La Justice a donc volé au secours du néofasciste : le procureur a carrément réclamé le placement en détention provisoire du lanceur d’œuf. Envoyer un retraité derrière les barreaux pour avoir fait une blague potache contre l’extrême droite ! À quand une loi pour séparer le RN de l’État ?
Heureusement, lundi soir, un juge des libertés et de la détention a décidé qu’il pourrait sortir. Mais le lanceur d’œuf est quand même jugé ce mardi en comparution immédiate, la procédure la plus violente et expéditive qui existe. On peut dire que la justice pousse le curseur au maximum de ce qu’elle peut légalement mettre en place suite à un acte aussi anodin.

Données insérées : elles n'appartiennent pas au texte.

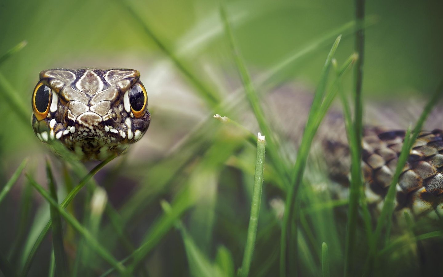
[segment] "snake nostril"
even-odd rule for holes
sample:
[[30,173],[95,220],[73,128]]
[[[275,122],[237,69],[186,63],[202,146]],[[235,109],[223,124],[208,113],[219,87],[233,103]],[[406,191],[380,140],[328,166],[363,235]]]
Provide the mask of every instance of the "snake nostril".
[[75,121],[78,124],[92,127],[101,124],[103,120],[101,117],[95,113],[88,111],[78,116]]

Face à cette lâcheté institutionnelle, ce courageux retraité assume son geste, et a exprimé lors des interrogatoires son «opposition à l’extrême droite». Et cet homme est un amateur d’omelettes, puisque dans la même ville de Moissac, il avait déjà écrasé un œuf sur le crâne de Zemmour lors de la campagne présidentielle de 2022. Ce n’est pas tout, le septuagénaire avait jeté des œufs sur un bus de campagne de Marine Le Pen. La Bande Dessinée Les vieux fourneaux n’a qu’à bien se tenir. Cette petite commune du Tarn et Garonne va-t-elle finir par effrayer l’extrême droite ?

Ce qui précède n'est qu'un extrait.